2. En 1999, Me Dégli a demandé au Greffe de désigner
Mme Olympio comme son co-conseil; ce qui aurait donné droit à cette
dernière à une rémunération horaire
de 80 dollars US avec un plafond de facturation porté de
100 à 175 heures par mois. Le Greffe n’a pas fait
droit à la requête de Me Dégli parce que
Mme Olympio ne pouvait alors justifier, sur la foi des pièces
produites, que d’une ancienneté de huit ans. Or
les textes pertinents du TPIR exigent une expérience d’au
moins dix ans pour être nommé conseil. Me Dégli
proposa alors au Greffe d’améliorer le statut de
Mme Olympio qui, dans les faits, jouait selon lui le rôle
de co-conseil. Il proposa qu’elle soit rémunérée
au taux horaire de 50 dollars US et que son plafond de facturation
mensuelle soit porté à 150 heures, moyennant quoi,
il ne prendrait pas de co-conseil qui aurait coûté plus
cher au Tribunal. Le Greffe accepta cette proposition avec effet à partir
du 1er septembre 1999. Le 15 février 2002, Mme Olympio
pouvait formellement justifier des dix ans d’expérience
requis et fut nommée co-conseil sur proposition de Maître
Dégli. Elle pouvait à partir de cette date prétendre à la
rémunération applicable à cette catégorie.

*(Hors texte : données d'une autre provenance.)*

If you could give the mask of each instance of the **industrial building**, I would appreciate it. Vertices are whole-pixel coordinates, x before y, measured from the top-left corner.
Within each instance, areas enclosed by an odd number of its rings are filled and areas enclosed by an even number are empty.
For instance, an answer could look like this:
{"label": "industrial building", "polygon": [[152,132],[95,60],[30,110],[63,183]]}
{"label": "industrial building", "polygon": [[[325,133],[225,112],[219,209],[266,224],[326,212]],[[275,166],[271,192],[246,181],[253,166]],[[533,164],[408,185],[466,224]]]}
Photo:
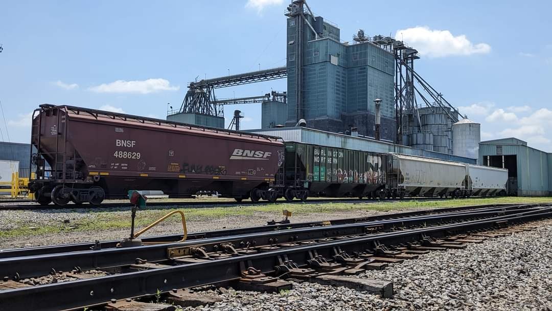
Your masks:
{"label": "industrial building", "polygon": [[[341,43],[340,30],[294,2],[287,20],[288,121],[333,132],[356,127],[375,136],[375,104],[381,99],[381,137],[395,140],[395,56],[364,38]],[[299,70],[299,68],[302,68]]]}
{"label": "industrial building", "polygon": [[[0,162],[10,161],[12,164],[12,170],[19,171],[20,177],[27,177],[29,175],[29,165],[30,162],[30,144],[20,143],[9,143],[0,141]],[[15,167],[17,166],[17,167]],[[5,171],[5,170],[4,170]],[[8,176],[5,171],[3,171],[5,178],[11,179],[11,176]]]}
{"label": "industrial building", "polygon": [[479,162],[508,169],[507,188],[520,197],[552,195],[552,154],[514,138],[481,141]]}
{"label": "industrial building", "polygon": [[[306,127],[325,131],[477,158],[479,131],[453,130],[455,124],[459,129],[477,124],[463,123],[466,117],[415,71],[415,49],[362,29],[344,41],[339,28],[316,15],[305,0],[291,1],[284,15],[286,66],[190,82],[182,105],[168,111],[167,119],[222,128],[225,106],[261,103],[263,129],[304,120]],[[221,88],[284,78],[285,92],[227,99],[215,94]],[[235,111],[231,128],[242,129],[242,117]]]}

3. Le 27 avril 2003, le Greffier a reçu une correspondance
signée de Mme Sylvia Olympio. Elle y indiquait, entre
autres, qu’elle n’avait jamais prêté le
serment d’avocat et que l’attestation produite dans
ce sens était un faux. Elle disait n’avoir informé Maître
Dégli de cette situation que le 26 avril 2003, c'est-à-dire
la veille de la date d’envoi de ce courrier. Mme Olympio
demandait enfin sa décharge du dossier; ce qui a été immédiatement
fait.
4. En début mai 2003, la Division des enquêtes du
Bureau des services de contrôle interne des Nations Unies
(DE/BSCI) a été saisie de l’affaire et a
mené une enquête. Elle a entendu tous les protagonistes
de l’affaire dont notamment Maître Dégli,
Mme Olympio, le personnel du Greffe chargé de la Section
des Avocats, le Barreau de Paris. Elle a reçu différentes
pièces de ces protagonistes ainsi qu’auprès
de la Stanbic Bank à Arusha, en retraçant notamment
les différentes transactions opérées au
niveau du compte de Mme Olympio.
5. En concluant son enquête, la DE/BSCI a pu confirmer
avec le Barreau de Paris que l’attestation déposée
pour le compte de Mme Olympio procédait effectivement
d’un faux. Mme Olympio a indiqué aux enquêteurs
comment elle s’est servie d’une imprimante en couleur
pour reproduire l’attestation altérée. Elle
a également expliqué la nature de ses relations
avec Maître Dégli dont leurs deux familles avaient
des liens d’amitié depuis longtemps au Togo. Elle
a indiqué avoir rencontré Maître Dégli
en 1996. Celui-ci lui aurait par la suite proposé de travailler
dans son cabinet, sans être déclarée, moyennant
un salaire mensuel de deux mille dollars US payables en espèces.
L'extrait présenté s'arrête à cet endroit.